PRANA, SANKALPA, MEDITAÇÃO E O PROCESSO DO "VIR-A-SER"

Nas profundezas do seu subconsciente, à espera de se expandir e de se expressar, há uma sabedoria infinita, há um poder infinito, há um estoque ilimitado de tudo o que é necessário para uma vida perfeita. Comece agora a descobrir essas potencialidades das profundezas da sua mente e elas tomarão forma no mundo exterior. (Joseph Murphy, O Poder do Subconsciente, 1963)



Prana é a força vital que sustenta o Universo, a energia que flui em todas as formas de vida. Esta energia é a força criativa que dispomos para manifestar nossos desejos; quanto mais prana disponível, maior nossa capacidade para criar nosso mundo.


O domínio e o controle do prana se faz pela respiração consciente. Embora esta energia vital esteja em tudo o que existe, é no ar que respiramos que encontramos sua fonte mais abundante e disponível a todos os seres viventes.


O ar que respiramos é um manancial constante e ilimitado de prana. Aprender a respiração consciente significa aumentar o fluxo de prana em nosso corpo e disponibilizar mais dessa energia para revitalizar a saúde física e mental, e elevar o nível de consciência a outros patamares.


O yoga nos apresenta técnicas adequadas para o domínio e controle do prana. Praticando as técnicas de pranayama, quarta etapa do processo de iluminação espiritual descrita no Yoga Sutras, podemos desbloquear a nossa criatividade, aguçar a nossa imaginação e despertar a nossa intuição para conhecermos aquilo que está além das aparências.
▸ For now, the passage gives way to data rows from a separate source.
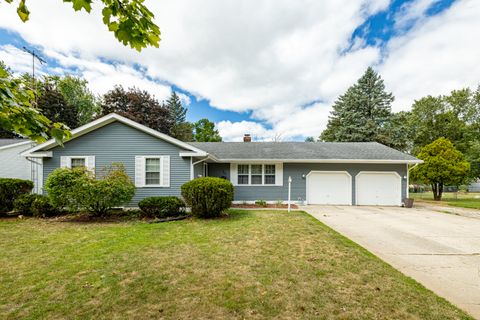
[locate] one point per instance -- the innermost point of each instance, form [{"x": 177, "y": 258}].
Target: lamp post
[{"x": 289, "y": 191}]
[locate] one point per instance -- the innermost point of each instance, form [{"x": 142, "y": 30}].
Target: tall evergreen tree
[
  {"x": 204, "y": 131},
  {"x": 362, "y": 113},
  {"x": 181, "y": 129},
  {"x": 178, "y": 111}
]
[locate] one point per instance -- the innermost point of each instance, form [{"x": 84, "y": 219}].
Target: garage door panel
[
  {"x": 324, "y": 187},
  {"x": 378, "y": 188}
]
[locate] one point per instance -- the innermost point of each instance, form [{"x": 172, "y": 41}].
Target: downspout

Na tradição do yoga, pranamaya kosha ("corpo de energia vital"), é um dos invólucros que envolvem o Atman, o “ser que somos em essência”. Este Atman está envolto, basicamente, pelos corpos físico, energético (prana) e mental.

 

 


O prana é o que faz a conexão entre a matéria e o espírito. Dominar e controlar seu fluxo e aporte, pelas técnicas de pranayama, permite-nos o controle da mente. Controlar a mente significa ser capaz de manejar os pensamentos e direcionar nossa intenção conforme nossos desejos. É nesta condição de controle da mente que alcançamos a quietude e o silêncio necessários para adentrar o espaço sagrado da espiritualidade.


Além de nos conduzir aos estados mais elevados da consciência e mesmo à iluminação espiritual, as técnicas de pranayama concede-nos o poder para manifestar a realidade que desejamos. Nossa capacidade de criação, portanto, aumenta conforme aprendemos a dispor desta energia vital, que é a nossa força criativa e poder para manifestar desejos e pensamentos.


Ao aprendermos a desbloquear o prana e aumentar o seu fluxo em nosso corpo, elevamos a nossa vibração energética a níveis positivos, que ressoam frequências superiores, atraindo situações e coisas afinadas com esta vibração positiva para a nossa vida espiritual e material.


Logo, quanto mais alto é o nível de nossa vibração energética, mais próximos estamos de ressoar as frequências superiores, o que significa dizer que atraímos paz, amor e felicidade genuínos. E tudo o que disso decorre é o que se manifestará em nossa vida.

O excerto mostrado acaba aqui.